In conclusion, this capstone project offers us an exciting and valuable opportunity to create an industry-specific Large Language Model (LLM) Bot for the healthcare sector, using state-of-the-art pre-trained models, such as those available through Hugging Face. By undertaking this project, we will apply our knowledge of machine learning, natural language processing (NLP), and healthcare-specific insights to develop an intelligent system capable of engaging with users in a meaningful way. The process involves carefully selecting the right model architecture, fine-tuning it with relevant healthcare data, and ensuring it can provide accurate and context-aware responses to meet the needs of patients, medical professionals, and healthcare providers.

Throughout this journey, we will deepen our understanding of how AI technologies, particularly in the field of NLP, are transforming the healthcare industry. AI-driven bots can improve user interactions, automate routine medical inquiries, assist with diagnostic insights, and provide reliable healthcare information. We will also gain hands-on experience with tools and platforms commonly used in AI, such as Hugging Face, and learn how to integrate pre-trained models into real-world healthcare applications.
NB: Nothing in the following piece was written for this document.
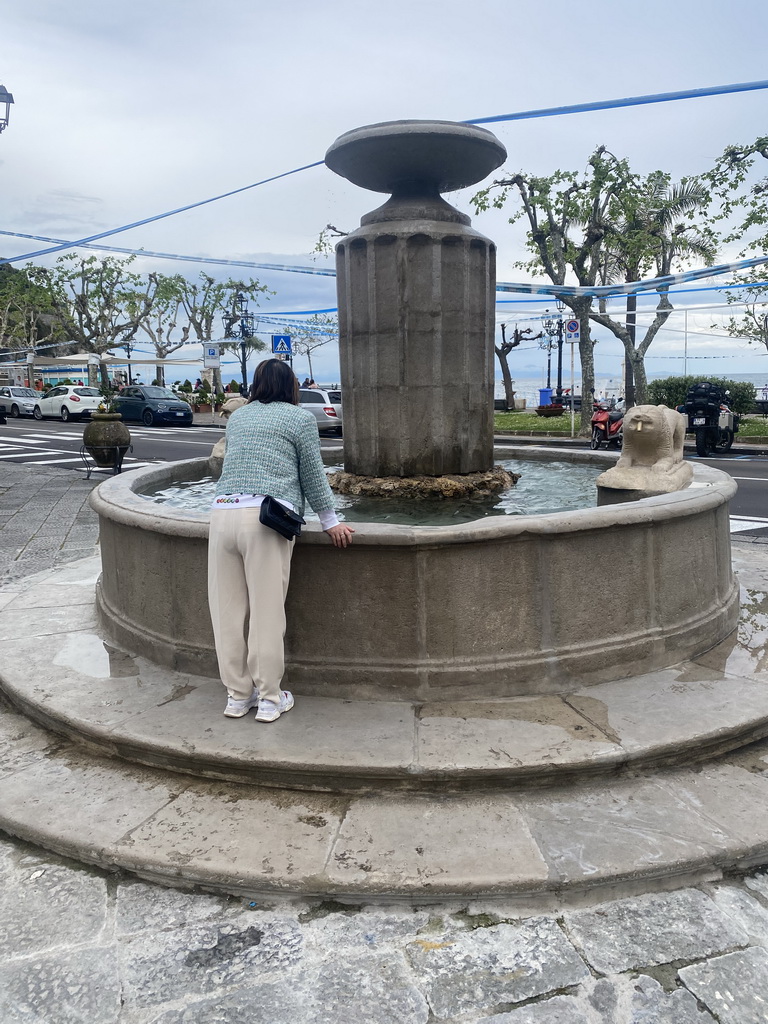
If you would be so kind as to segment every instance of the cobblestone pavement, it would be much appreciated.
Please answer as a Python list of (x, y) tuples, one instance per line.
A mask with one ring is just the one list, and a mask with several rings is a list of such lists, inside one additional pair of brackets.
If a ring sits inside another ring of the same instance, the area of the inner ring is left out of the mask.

The successful completion of this project will not only strengthen our technical expertise but also allow us to appreciate the broader implications of conversational AI in healthcare. We will gain the skills necessary to address industry-specific challenges, contribute to improving patient care, and streamline administrative tasks. Through the use of AI-powered solutions, we can help make healthcare more efficient, accessible, and user-friendly.

Ultimately, this capstone project will serve as a stepping stone in our journey as AI practitioners, equipping us to design and deploy intelligent systems that positively impact healthcare delivery. By leveraging advanced conversational AI technologies, we will be prepared to create solutions that improve patient experiences, support healthcare professionals, and drive innovation in the healthcare industry.